Scenario: Tiger came home late after a night of Ambien sex with some mistress and was caught by his wife. A big fight ensued that became physical. Tiger tried to flee but wife chased him with golf club. Trying to dodge her, Tiger crashed. After the crash, it took some time for the ambulance to arrive and under the influence of the Ambien, Tiger laid down fell asleep.
Tiger mistress #4 is lawyering up. Obviously this story is more than about "an affair". It's about a hound-dog on the prowl.
Tiger's wife caught wind of what had been happening, Ambien sex and all. Like a Siren, she lured him into taking Ambien with the promise of great sex.
BUT! When Tiger was sufficiently groggy, she attacked him scratching and kicking. He tried to escape the escapade in his Escalade. Due to the effects of the Ambien, he didn't get far and Elin was right behind, club in hand.
To paraphrase a comment about this on TMZ:
Tiger getting into a car accident in his gated community -- boring. Tiger swerving all over the place with his Escalade, hitting a fire hydrant and tree whilst being chased by his crazyass Viking wife with a loft wedge, after a night of Ambien-fueled sex -- NOW THAT'S A STORY.
Cheers,
Victoria
I suggested Ambien in your comments when it first happened. Without the sex, however.
This one seems to have run its course, but I would note that the appeal of Ambien sex is that you *struggle* sleep during intercourse. It creates a high, a lasting high. No one falls asleep. It isn't like having sex with a dead fish. Think of a time when you were really tired, but you really wanted sex, and had it. That's what it's like. Apparently, a lot of readers here are surprised by how common it is (not that it is that common, but it is something that is known to be done by "younger" people)...

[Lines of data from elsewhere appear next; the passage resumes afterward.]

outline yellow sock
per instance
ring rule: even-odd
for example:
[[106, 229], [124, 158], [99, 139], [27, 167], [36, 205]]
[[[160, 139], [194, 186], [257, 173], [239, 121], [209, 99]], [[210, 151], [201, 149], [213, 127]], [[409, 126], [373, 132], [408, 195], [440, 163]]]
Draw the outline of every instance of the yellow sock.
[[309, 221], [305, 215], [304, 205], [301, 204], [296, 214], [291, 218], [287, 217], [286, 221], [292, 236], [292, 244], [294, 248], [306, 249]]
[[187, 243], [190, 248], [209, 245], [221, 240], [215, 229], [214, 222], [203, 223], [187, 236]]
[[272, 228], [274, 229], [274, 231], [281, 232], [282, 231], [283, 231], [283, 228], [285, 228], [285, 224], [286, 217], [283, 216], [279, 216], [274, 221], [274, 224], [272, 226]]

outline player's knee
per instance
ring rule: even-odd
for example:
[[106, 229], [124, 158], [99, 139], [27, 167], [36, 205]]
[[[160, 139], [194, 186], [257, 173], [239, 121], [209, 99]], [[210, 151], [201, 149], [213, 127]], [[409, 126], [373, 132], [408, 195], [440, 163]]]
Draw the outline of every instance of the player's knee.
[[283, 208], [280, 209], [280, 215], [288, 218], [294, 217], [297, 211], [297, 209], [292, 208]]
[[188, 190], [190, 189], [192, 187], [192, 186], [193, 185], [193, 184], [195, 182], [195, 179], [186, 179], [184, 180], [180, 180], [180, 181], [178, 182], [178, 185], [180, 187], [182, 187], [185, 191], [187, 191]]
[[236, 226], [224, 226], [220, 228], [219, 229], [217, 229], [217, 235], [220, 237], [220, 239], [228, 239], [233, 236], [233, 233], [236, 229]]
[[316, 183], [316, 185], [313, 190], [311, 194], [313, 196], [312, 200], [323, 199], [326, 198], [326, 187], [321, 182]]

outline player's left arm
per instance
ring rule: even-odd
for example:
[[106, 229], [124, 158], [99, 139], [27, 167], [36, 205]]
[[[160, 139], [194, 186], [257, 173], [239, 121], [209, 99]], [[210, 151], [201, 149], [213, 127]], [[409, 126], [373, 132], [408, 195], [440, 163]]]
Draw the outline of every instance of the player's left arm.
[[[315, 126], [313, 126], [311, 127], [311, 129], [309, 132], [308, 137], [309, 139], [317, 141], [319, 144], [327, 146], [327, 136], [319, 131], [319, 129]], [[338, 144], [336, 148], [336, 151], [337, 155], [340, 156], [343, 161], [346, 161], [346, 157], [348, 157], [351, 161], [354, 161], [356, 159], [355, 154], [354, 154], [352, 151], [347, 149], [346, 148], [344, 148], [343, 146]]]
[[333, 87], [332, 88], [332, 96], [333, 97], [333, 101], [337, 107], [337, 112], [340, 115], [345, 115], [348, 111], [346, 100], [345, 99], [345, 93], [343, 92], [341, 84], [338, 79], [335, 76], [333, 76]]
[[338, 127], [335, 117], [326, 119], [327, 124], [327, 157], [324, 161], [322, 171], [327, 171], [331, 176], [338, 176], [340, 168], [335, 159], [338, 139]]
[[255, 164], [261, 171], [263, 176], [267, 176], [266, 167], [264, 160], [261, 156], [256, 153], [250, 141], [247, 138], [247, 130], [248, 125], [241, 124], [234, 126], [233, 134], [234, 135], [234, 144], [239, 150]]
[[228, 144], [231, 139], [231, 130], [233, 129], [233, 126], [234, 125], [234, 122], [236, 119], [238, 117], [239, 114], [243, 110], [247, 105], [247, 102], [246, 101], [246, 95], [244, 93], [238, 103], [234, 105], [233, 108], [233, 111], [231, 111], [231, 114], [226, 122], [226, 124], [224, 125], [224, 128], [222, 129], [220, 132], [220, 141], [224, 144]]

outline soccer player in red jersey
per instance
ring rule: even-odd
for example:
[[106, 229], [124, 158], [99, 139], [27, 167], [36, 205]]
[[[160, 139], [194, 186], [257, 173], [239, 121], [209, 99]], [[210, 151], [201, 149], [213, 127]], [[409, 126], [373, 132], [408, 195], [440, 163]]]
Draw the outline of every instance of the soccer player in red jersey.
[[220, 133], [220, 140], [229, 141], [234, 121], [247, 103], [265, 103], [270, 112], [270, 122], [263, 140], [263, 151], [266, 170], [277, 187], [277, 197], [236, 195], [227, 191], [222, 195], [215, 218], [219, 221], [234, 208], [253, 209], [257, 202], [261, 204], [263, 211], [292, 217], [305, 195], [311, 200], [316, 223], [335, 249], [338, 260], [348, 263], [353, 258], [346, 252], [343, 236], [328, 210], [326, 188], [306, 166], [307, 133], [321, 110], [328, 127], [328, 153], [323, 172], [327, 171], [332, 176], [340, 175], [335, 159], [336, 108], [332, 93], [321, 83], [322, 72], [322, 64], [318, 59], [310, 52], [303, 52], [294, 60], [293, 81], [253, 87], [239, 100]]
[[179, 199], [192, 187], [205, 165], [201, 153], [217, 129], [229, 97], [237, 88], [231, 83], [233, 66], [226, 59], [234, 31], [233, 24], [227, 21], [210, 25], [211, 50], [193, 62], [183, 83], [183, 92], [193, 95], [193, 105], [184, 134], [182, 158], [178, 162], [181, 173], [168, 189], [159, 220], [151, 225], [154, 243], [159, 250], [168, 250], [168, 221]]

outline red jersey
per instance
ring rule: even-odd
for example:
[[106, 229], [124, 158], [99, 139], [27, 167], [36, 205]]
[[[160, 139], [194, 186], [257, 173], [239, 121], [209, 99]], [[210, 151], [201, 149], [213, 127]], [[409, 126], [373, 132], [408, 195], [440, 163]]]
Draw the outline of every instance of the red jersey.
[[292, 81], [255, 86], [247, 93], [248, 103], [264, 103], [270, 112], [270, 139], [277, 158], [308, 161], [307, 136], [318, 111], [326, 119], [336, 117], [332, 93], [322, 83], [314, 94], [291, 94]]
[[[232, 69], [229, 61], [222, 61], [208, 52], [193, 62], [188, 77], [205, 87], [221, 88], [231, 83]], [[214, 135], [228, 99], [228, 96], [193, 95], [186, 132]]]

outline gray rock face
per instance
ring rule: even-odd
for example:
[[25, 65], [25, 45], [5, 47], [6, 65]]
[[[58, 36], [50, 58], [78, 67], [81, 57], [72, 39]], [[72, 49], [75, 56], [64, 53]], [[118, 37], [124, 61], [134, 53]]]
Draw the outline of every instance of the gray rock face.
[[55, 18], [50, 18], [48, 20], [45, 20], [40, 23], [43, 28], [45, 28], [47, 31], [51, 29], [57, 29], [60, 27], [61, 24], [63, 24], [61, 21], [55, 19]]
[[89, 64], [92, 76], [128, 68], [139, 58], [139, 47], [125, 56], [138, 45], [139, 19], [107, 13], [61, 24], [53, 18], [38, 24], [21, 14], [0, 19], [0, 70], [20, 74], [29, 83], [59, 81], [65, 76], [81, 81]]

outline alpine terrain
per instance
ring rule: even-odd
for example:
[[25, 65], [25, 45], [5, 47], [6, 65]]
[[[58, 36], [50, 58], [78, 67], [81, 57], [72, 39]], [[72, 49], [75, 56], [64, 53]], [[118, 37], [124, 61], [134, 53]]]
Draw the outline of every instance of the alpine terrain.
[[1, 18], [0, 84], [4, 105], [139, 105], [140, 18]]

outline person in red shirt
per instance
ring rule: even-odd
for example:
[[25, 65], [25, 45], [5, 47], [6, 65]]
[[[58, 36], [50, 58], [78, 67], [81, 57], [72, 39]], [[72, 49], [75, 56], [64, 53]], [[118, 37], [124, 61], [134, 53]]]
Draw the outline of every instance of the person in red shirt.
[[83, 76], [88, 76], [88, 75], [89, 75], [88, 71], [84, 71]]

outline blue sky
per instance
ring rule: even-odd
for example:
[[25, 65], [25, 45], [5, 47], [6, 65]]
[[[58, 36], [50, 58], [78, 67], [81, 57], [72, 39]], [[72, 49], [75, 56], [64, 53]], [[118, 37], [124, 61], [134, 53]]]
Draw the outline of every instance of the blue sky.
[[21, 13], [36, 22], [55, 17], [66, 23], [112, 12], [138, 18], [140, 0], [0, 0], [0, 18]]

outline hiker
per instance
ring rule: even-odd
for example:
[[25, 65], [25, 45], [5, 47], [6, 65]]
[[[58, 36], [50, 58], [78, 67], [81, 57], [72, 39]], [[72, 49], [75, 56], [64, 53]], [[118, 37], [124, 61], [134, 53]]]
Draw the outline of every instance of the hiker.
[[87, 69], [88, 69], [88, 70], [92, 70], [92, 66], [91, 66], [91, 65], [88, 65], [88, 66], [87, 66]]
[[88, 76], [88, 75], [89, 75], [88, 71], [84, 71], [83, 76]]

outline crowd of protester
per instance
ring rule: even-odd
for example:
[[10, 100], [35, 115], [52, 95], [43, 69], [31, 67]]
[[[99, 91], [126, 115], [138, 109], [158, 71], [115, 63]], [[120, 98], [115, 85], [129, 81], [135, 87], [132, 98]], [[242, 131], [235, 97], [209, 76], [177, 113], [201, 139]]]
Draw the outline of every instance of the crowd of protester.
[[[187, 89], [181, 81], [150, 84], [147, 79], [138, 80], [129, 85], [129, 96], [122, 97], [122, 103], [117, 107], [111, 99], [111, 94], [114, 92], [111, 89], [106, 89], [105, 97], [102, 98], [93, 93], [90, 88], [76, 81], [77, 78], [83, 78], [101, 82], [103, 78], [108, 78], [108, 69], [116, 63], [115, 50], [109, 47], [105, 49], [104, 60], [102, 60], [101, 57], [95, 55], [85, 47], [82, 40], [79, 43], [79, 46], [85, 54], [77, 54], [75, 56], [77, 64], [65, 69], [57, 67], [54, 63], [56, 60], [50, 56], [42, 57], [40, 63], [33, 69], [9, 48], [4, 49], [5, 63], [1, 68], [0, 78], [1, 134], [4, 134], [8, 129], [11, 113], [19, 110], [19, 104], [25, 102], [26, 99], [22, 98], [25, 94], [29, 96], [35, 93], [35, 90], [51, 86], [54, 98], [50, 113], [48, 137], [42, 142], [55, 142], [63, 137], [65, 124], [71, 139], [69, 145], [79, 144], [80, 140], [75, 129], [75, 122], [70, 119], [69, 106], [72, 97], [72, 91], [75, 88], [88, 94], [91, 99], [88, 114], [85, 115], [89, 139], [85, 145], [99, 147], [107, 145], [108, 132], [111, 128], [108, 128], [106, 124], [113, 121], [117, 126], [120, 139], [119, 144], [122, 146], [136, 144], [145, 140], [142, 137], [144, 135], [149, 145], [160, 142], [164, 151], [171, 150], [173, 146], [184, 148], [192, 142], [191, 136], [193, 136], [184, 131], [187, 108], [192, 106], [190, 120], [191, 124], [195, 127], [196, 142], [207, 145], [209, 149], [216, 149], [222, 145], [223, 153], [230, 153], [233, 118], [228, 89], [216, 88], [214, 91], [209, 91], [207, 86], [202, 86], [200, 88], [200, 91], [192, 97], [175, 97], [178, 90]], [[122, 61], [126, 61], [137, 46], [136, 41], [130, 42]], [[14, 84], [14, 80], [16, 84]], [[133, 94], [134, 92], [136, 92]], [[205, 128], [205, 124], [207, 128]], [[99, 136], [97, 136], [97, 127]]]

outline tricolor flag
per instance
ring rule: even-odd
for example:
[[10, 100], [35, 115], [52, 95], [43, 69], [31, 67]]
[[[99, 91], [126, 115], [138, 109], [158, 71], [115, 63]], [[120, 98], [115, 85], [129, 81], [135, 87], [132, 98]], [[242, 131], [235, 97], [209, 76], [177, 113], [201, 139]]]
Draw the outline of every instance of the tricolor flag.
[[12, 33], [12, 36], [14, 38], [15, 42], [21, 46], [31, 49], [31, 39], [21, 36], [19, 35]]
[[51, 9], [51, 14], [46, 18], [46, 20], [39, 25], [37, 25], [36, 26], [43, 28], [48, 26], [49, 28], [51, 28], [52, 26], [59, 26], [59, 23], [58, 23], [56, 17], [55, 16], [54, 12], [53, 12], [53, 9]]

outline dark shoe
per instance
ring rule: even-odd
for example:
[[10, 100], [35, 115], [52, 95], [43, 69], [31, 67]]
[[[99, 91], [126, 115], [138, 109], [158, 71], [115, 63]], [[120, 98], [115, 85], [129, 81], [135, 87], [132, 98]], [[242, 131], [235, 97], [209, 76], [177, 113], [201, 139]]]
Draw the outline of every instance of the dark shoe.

The fact the he snored while on his back, and was taking Ambien, and with the smallish size of his jaws, he most likely has a sleep-breathing problem. Take a look at his pictures on my post about this issue:
http://doctorstevenpark.com/what-you-can-learn-from-tiger-woods-snoring
If you look at his father's facial features, he most likely had obstructive sleep apnea.
Interestingly, a recent study showed that good golfers who had their sleep apnea treated improved their handicap by three strokes.